Former Bank of Algeria Governor Bader Nouioua also points out: “At present, Algeria has a very low external debt and can obtain sufficient credit from the multilateral financial institutions of which it is a member, if it presents them with reliable and well-considered projects without compromising its sovereignty and independence. This is an important issue, and it is regrettable that the country has been slow to decide to resort to external financing, in complete freedom, to undertake its development before it is forced to do so under difficult conditions, under pressure from the IMF.”
…but an acute pressure on the balance of payments
Apart from the external debt, considered “good debt” by economists, other indicators that measure the balance of payments debt, and therefore the risk of deficit of the country, have gone into the red.
According to data compiled by international institutions, by the end of 2020, Algeria should have just under $45bn in foreign exchange reserves, compared to $61bn at the end of 2019. And IMF projections for end 2021 anticipate a level of less than $22bn dollars.
In addition, Algeria’s fiscal and current account deficits are projected to reach -20% and -18% of GDP, respectively, by 2020; and its domestic public debt ratio is projected to be close to 46% of GDP in 2019 – five times higher than in 2014 – and to rise to more than 53% by the end of the year.
“At this rate, the reserves needed to pay for the imports the country needs will be exhausted by early 2022,” said an Algerian economic policy specialist contacted by JA.
“All of this puts the government in a budgetary deadlock, since the public debt affects the dinar, and President Tebboune has prohibited himself from printing money,” continued our interlocutor.
“But without creating money, how can we act to increase government revenues?
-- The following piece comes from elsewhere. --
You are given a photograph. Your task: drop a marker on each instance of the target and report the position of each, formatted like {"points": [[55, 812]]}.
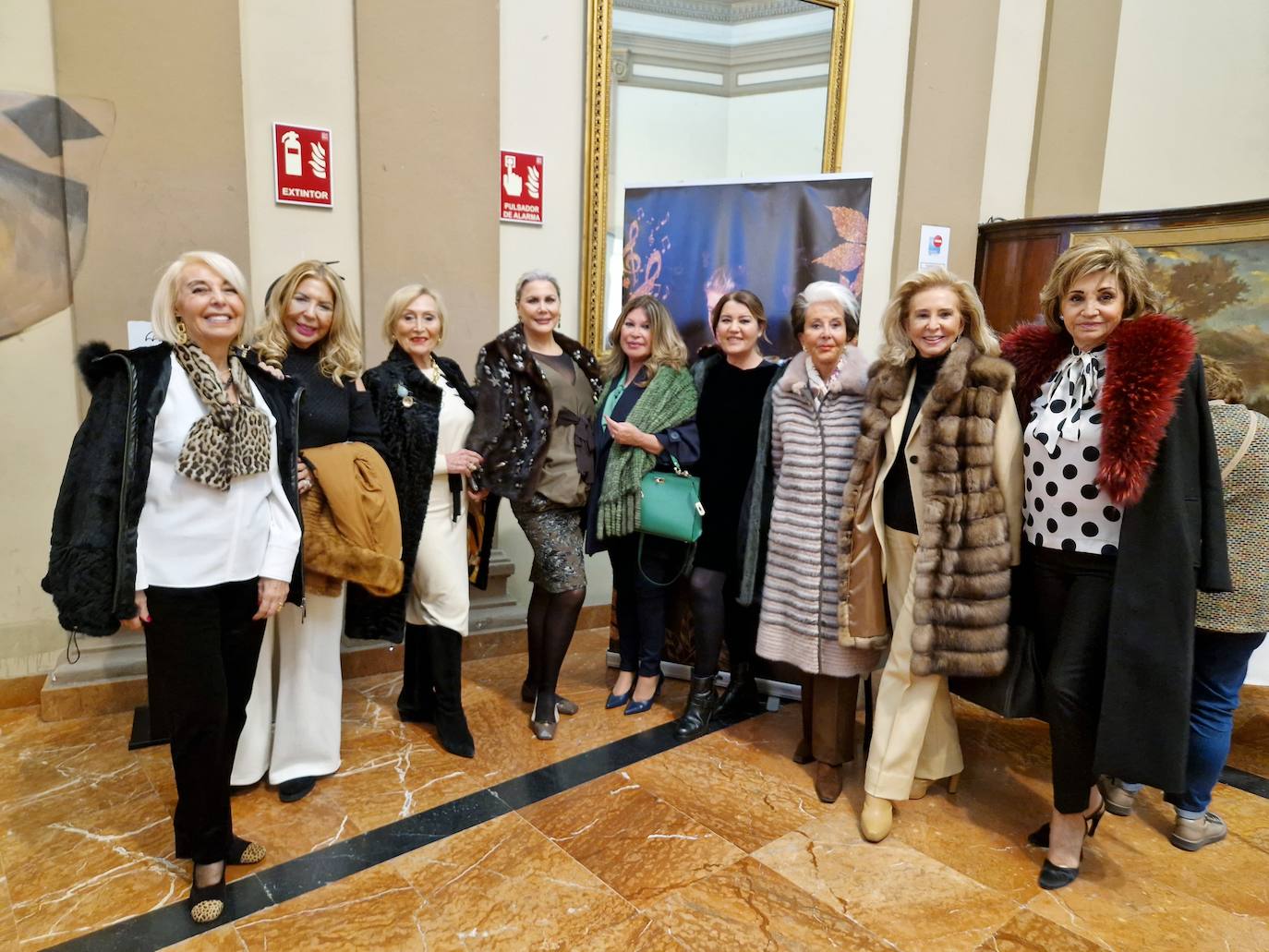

With a low oil price, insufficient tax collection since the economy is almost at a standstill because of the Covid-19 …”.
As for the dinar, after an accelerated fall since February, it is at its lowest level against the euro in ten years.
When 1 euro was still trading at nearly 134 dinars at the end of 2019, it has reached more than 150 dinars today. And the economist concludes: “The IMF becomes unavoidable, because banks will lend only if the Fund is in control.”
In other words, by procrastinating as it is doing, while its foreign exchange reserves remain high but are under pressure (from the trade deficit and weakened dinar), the Algerian government risks aggravating a fragile situation… And being forced to turn in extremis to the IMF, which would this time be in a position of strength to set terms.